The "Stop Hillary Clinton" group on Facebook is a million people strong. Democratic Senate candidate Al Franken was stung by a blogger – Michael Brodkorb – who unearthed damaging details about Franken's business tax filings. Conservatives are discussing John McCain's conservative bona fides. Videos, emails, talking points, petitions – everything but the kitchen sink – is flying at politicians these days.
It's a whole new ball game out there.
We've lost count of all the national figures who have been impacted by online activism. Millions of small donors, people giving less than $200 per donation, have flooded into the presidential campaign process. Far more people are making, watching and sharing online content—from blogs to videos—than are visiting the candidates' own websites. And well more than half the electorate, especially the young, are relying on the internet for political information, rather than traditional news sources like newspapers or TV.

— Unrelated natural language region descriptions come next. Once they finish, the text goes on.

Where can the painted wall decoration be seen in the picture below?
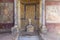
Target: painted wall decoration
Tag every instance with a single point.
(6, 12)
(52, 13)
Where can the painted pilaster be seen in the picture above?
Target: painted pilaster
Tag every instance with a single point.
(44, 29)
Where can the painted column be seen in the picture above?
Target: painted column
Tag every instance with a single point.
(44, 29)
(18, 10)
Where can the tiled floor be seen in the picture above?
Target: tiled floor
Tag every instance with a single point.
(6, 36)
(29, 38)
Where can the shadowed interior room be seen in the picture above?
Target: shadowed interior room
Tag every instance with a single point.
(29, 19)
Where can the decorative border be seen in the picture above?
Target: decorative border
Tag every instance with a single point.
(25, 10)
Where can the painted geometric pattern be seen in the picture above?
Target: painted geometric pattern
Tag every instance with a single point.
(6, 12)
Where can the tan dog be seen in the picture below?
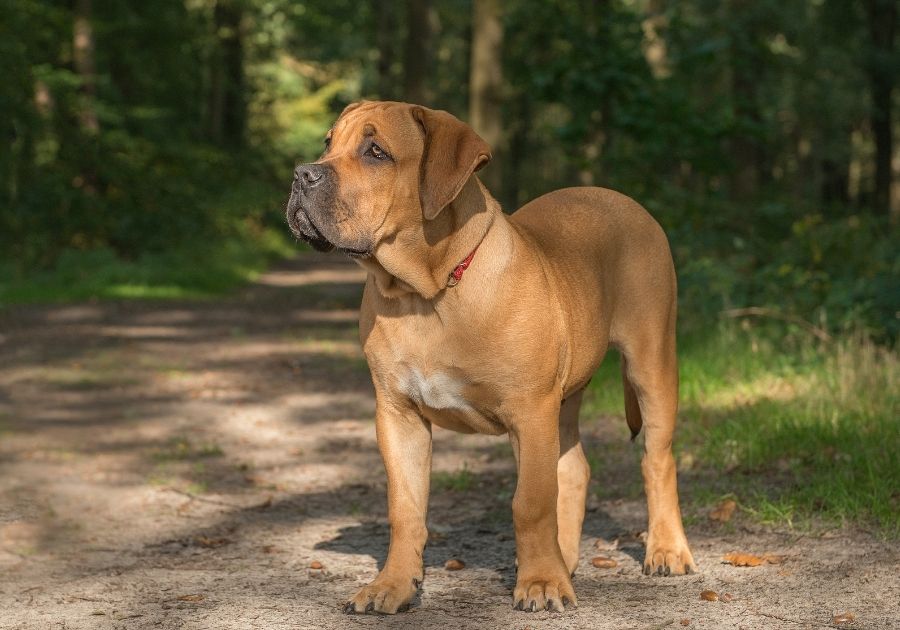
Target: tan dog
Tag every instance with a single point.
(504, 346)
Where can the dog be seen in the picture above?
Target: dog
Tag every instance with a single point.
(482, 322)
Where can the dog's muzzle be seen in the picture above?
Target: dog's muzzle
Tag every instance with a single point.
(307, 179)
(311, 212)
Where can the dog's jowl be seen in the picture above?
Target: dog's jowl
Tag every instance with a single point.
(481, 322)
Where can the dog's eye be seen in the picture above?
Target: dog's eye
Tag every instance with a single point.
(377, 152)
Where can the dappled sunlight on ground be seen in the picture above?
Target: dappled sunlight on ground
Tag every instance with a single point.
(169, 464)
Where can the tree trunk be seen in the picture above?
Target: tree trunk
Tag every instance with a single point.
(83, 60)
(486, 84)
(882, 27)
(416, 57)
(227, 107)
(386, 34)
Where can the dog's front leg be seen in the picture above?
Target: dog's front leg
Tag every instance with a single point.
(404, 439)
(543, 581)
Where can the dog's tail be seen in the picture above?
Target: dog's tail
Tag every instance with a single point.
(632, 409)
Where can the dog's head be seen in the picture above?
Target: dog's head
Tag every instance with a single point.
(386, 167)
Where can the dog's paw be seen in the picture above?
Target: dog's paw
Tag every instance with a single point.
(540, 593)
(385, 595)
(668, 558)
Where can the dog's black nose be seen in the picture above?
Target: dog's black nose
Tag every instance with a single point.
(309, 174)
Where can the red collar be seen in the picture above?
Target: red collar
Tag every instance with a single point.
(456, 274)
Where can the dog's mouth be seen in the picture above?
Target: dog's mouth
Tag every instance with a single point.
(303, 227)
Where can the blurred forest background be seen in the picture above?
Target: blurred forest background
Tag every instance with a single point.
(149, 144)
(149, 147)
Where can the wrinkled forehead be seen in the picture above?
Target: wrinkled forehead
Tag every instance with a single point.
(390, 123)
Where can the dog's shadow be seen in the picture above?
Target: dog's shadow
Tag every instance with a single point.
(486, 545)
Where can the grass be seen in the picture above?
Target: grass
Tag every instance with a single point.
(801, 433)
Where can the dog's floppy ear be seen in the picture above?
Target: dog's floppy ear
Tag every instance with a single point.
(453, 151)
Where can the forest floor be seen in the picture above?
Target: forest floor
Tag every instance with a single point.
(183, 464)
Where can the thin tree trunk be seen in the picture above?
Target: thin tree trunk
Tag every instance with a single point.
(83, 59)
(486, 83)
(882, 28)
(387, 31)
(416, 57)
(227, 106)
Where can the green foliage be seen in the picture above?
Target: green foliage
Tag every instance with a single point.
(742, 126)
(784, 423)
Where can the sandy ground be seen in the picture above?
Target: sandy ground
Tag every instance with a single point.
(182, 465)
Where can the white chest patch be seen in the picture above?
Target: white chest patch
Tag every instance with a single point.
(435, 391)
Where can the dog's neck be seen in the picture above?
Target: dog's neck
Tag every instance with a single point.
(420, 261)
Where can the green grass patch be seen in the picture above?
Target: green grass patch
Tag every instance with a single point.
(800, 432)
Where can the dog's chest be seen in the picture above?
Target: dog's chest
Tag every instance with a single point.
(446, 398)
(437, 390)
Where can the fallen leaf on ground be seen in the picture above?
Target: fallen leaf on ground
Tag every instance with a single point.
(604, 563)
(742, 559)
(211, 543)
(723, 511)
(843, 618)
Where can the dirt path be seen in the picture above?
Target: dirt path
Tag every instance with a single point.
(181, 465)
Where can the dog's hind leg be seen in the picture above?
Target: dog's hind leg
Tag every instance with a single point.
(573, 475)
(651, 368)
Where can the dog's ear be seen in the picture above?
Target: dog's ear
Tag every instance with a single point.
(453, 151)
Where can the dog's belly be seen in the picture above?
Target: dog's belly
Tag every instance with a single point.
(446, 401)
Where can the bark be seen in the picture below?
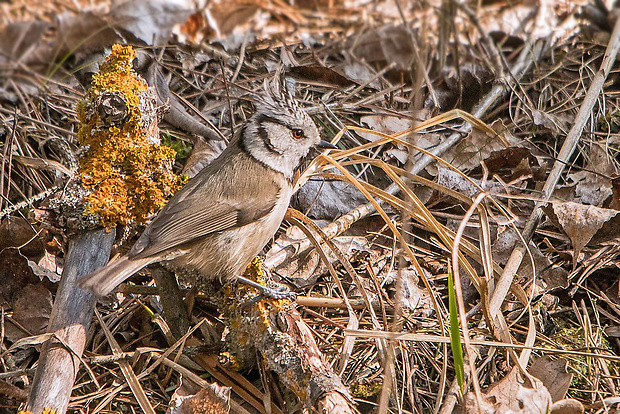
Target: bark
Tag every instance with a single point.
(71, 315)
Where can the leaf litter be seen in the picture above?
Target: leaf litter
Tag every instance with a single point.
(353, 64)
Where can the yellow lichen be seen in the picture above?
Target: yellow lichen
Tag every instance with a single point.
(129, 174)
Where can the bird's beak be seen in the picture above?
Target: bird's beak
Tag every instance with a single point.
(326, 145)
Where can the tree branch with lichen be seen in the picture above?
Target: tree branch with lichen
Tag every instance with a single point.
(124, 176)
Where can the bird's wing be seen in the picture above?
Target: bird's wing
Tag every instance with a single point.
(194, 218)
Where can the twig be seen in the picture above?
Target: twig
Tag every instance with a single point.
(526, 59)
(70, 319)
(517, 255)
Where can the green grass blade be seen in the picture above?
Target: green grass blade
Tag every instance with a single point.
(455, 335)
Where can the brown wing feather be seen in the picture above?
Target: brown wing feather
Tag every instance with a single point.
(207, 206)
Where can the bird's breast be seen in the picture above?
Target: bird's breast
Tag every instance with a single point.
(226, 254)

Try to imagine Barack Obama beating Hillary Clinton without the Internet. It's like imagining Ronald Reagan without television. Just on YouTube alone, his videos have been viewed nearly 50 million times, four times as many as Clinton and twelve times as many as McCain. He's approaching 900,000 friends on Facebook, again vastly outpacing the other candidates. Without the internet, there's no way that Obama's campaign would have already surpassed 1.5 individual donors at this stage in the cycle.
Four years ago, we wrote these words:
Democracy in America is changing. A new force, rooted in new tools and practices built on and around the Internet, is rising alongside the old system of capital-intensive broadcast politics. Today, for almost no money, anyone can be a reporter, a community organizer, an ad-maker, a publisher, a money-raiser, or a leader. If what they have to say is compelling, it will spread.
The cost of finding like-minded souls, banding together, and speaking to the powerful has dropped to almost zero. Networked voices are reviving the civic conversation. More people, everyday, are discovering this new power. After years of being treated like passive subjects of marketing and manipulation, they want to be heard. Members expect a say in the decision-making process of the organizations they join. Readers want to talk back to the news-makers. Citizens are insisting on more openness and transparency from government.
All the old institutions and players--big money, top-down parties, big-foot journalism, cloistered organizations--must adapt or face losing status and power. Personal Democracy, where everyone is a full participant, is coming.
Back in 2004, these were seen as fringe ideas. Candidates for office and, just as importantly, the consultants who advised them, didn't think the Internet mattered in politics. "Didn't Howard Dean lose?" they would sneer. If you mentioned the word "blog" around Capitol Hill, people looked at you funny.
We decided to ignore the conventional wisdom, and in the spring of 2004 started an annual conference and daily blog called Personal Democracy Forum, to gather the people and players who did see how the Internet was changing politics, and wanted to be a part of that change. And a lot has happened since we got started.